Posted April 21, 2014
Nicely done, Bryan! It's funny how these Tamiya 1:48 "quick builds" turn into the basis for a super detailing project, isn't it? My Panzer IV started out the same way and you saw how far I went with it....
I LOVE that barrel! It, in addition to the add-on armor, makes this a really special build, IMO.
Posted April 15, 2014
Thanks for the comments about the whitewash, guys. I credit Mike Rinaldi's Panzer Art1 book for many tricks and tips in achieving this result.
Thanks Rob, Gil.
The rear storage bin is the kit part with some scratch built additions (unseen between the bin and the turret) and photo-etch latches. I had several Eduard sets but ended up picking and choosing between them.
Posted April 13, 2014
Chris...and it's quite a bit cheaper.
Check out their groundwork product Clayshay. I use it and love it.
Posted April 12, 2014
I paint mine on the vehicle. I'm careful, however, not to use too much glue in attaching it so that, when I paint the tools later, I can slip a piece of post-it note paper between the tool and the model to keep the paint where it should be and not bleed onto the model.

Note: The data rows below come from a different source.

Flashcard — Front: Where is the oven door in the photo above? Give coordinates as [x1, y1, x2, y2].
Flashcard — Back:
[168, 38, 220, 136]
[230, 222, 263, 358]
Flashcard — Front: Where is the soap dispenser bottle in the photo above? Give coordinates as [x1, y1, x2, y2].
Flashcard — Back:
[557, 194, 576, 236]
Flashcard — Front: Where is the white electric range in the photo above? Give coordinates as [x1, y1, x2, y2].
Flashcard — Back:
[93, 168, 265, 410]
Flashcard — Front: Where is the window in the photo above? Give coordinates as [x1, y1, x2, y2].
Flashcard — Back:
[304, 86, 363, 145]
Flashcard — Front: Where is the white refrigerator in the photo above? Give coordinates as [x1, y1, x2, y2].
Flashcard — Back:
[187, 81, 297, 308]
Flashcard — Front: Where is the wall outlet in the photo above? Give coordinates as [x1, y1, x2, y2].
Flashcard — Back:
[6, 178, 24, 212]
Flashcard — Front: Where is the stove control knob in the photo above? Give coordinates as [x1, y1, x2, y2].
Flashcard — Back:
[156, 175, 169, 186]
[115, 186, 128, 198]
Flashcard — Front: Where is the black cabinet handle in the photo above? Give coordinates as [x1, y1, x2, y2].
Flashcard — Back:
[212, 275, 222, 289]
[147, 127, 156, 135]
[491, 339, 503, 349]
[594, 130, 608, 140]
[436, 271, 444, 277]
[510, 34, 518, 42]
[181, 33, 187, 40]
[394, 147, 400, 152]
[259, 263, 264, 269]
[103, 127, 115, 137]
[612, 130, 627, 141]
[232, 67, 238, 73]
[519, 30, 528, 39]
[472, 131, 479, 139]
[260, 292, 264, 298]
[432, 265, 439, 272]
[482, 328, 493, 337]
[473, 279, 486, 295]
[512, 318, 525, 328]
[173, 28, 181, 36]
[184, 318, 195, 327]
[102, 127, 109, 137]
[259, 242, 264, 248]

Z: this is my third attempt at building a 1:48 KV-1. Keep at it!
Zglossip: Mark and I are buddies. Don't mistake his gibes as the irrational rants from a crazy hermit in the northwest (which, of course, he is). He's just sharing an inside joke with me. I appreciate your kind words about my latest project. Mark is one of many in IPMS who have freely shared their encouragement and opinions with me through the years. They've helped my work improve immensely.
A couple more Apoxie tricks...water and baby powder keeps it from sticking. I used the powder like flour in baking as I rolled out the "dough" before putting it on the model. A quick brushfull of water will take the powder away and allow sticking to commence. I also use a wet finger to smooth things a bit if the layer is too thick. Put a surgical glove on your hand to keep from putting fingerprints on your layer of putty. Practice on an cheap airplane kit (or some other model that's not important to you) before committing to your current project.
Remember, don't rush, it takes a while for the putty to cure rock hard.
Posted April 9, 2014
Chris: I did it with Apoxie putty. I roughed the turret with sandpaper, then applied a thin coat to the surface. I let it dry for 30 minutes or so and worked in the zimmerit pattern over the next 60 minutes or so. Apoxie's great in that you have HOURS to get the pattern right before it cures rock hard.
I saw your M-48 in Fredericksburg last weekend. Loved the build and the way you nailed the color and details...it was a dead ringer for the one in Patton!
Mr. Ford: I was going for a "just okay" project this time. The bent antenna fell off in transit and is being retrieved by the figure who isn't on the base anymore....Make sense?
Mark A.: Thanks! I'm trying to work my way through all the 1:48 projects on my workbench....
Here's my 1:48 Tamiya PzIV J build finished as a Bulgarian vehicle in the post-war years (1946). I added the Eduard zimmerit set on the hull and added my own zimmerit using Apoxie to the turret. An aftermarket main gun and muzzle brake and various bits of brass and photo etch rounded out this build. I've been working on this project for almost two years.
Here's my finished KV-1 with a lot of extras: photo etch fender supports, a metal gun barrel, brass tubing machine guns, copper wire tow cables, headlight lens plus added wiring to headlight and horn. The kit was finished with acrylics. The whitewash effect was achieved by using the hairspray technique and applying it twice to add a bit more depth than with a single coat.
in Photos: On the Bench
Posted March 31, 2014
After all, Mark, it's how you fix misfortunes like this that will separate you from the casual builder. I'm constantly fixing things I've broken....no one knows but me. :m1helmet:
Posted March 22, 2014
Nice work, Chris!
in Tools, Tips & Techniques
How long between your last coat of Future and the application of decals? Lots of different opinions out there, wondered what you do.